William Blair Hosts Students to Encourage STEM Careers

Friday, February 21, 2020

Elementary school girls visting William Blair


MakerGirl Executive Director Mary Hadley taught Chicago school girls how to create and print 3D objects at a recent William Blair event.


William Blair hosted a group of Chicago elementary school girls on February 13 for an interactive learning session about 3D printing run by nonprofit MakerGirl, which inspires study in science, technology, engineering, and math (STEM).

The firm's Women in Technology and Women's Alliance groups co-sponsored the event at global headquarters. William Blair volunteers paired up with 25 girls, ages 7 to 11, to create three-dimensional objects out of plastic using Tinkercad, an online CAD design modeling program, and high-tech printers.   

"MakerGirl's hands-on approach to teaching girls technology breaks down the barriers and gender bias that come with words like engineering and code that sound intimidating," said Jill Krivacek, a member of William Blair's IT team.

"They really made it fun," she added. "The girls were in control and built something they wanted and took home."
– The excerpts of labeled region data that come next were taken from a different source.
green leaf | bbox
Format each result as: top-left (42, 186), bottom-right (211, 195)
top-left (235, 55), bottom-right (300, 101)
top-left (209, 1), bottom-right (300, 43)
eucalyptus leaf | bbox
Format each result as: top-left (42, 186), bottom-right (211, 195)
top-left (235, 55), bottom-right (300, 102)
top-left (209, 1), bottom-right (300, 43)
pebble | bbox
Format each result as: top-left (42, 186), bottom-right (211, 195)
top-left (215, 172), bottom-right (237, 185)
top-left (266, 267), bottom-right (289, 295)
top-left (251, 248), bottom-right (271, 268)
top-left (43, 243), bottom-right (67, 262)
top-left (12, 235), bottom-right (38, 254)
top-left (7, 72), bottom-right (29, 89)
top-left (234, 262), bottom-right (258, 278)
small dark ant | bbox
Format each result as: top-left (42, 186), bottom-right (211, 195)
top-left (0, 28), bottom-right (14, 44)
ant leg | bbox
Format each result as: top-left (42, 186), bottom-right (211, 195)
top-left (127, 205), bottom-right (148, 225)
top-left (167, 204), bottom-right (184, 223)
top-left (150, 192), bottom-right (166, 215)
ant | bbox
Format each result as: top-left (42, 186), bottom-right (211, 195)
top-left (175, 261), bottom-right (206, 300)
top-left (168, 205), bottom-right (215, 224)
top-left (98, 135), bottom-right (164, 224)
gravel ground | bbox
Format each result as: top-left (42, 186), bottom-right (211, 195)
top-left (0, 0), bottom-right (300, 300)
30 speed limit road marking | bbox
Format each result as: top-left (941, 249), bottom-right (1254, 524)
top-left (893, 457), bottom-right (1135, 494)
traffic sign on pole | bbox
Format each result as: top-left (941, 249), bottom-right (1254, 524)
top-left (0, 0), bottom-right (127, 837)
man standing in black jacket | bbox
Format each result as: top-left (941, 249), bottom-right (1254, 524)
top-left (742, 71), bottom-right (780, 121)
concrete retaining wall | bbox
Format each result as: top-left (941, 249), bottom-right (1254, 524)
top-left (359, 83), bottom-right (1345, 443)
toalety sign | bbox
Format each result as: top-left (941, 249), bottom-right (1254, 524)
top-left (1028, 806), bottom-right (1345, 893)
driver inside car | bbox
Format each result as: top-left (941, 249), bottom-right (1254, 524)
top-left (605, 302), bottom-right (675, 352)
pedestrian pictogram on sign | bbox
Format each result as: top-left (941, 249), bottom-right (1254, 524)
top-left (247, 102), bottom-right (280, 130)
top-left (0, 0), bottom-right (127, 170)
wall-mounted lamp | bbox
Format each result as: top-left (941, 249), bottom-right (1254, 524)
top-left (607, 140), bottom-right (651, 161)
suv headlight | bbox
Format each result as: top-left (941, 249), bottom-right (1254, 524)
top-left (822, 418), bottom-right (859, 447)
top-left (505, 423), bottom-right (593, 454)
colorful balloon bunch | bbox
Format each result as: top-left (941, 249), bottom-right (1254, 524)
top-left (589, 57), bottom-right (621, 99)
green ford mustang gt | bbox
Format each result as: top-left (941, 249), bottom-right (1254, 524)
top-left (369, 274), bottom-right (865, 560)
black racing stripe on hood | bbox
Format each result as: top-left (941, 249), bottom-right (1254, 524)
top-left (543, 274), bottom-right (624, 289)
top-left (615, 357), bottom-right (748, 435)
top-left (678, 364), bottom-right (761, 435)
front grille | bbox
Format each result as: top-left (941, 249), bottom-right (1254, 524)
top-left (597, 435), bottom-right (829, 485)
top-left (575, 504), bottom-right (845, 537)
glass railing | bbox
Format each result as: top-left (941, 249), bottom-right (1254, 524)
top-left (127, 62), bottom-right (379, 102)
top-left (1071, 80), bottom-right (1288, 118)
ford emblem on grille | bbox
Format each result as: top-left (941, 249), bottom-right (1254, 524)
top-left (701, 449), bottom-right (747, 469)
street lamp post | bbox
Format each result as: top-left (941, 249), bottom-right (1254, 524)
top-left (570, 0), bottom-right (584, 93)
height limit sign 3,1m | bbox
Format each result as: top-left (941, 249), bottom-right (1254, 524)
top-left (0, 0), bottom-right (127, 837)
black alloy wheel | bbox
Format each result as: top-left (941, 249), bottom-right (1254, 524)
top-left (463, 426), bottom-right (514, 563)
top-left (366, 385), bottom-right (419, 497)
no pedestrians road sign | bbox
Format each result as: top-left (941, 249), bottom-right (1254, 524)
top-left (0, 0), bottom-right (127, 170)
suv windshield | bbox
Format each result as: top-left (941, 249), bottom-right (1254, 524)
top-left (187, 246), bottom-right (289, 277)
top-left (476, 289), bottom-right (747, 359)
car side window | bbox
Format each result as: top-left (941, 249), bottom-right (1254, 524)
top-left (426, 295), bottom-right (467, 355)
MakerGirl was founded by Lizzy Engele and Julia Haried in 2014 while they attended the University of Illinois in Urbana-Champaign. They seek to inspire their female peers to pursue STEM careers. Since then, the group has instructed more than 3,800 girls in 22 states across the U.S.

William Blair's Women in Technology program was established to bring awareness to the vital role women now play in technology and to encourage more women to work in IT.

The Women's Alliance aims to create a collaborative environment for sharing ideas, professional development, and awareness of the importance of gender diversity across the firm and in the broader community.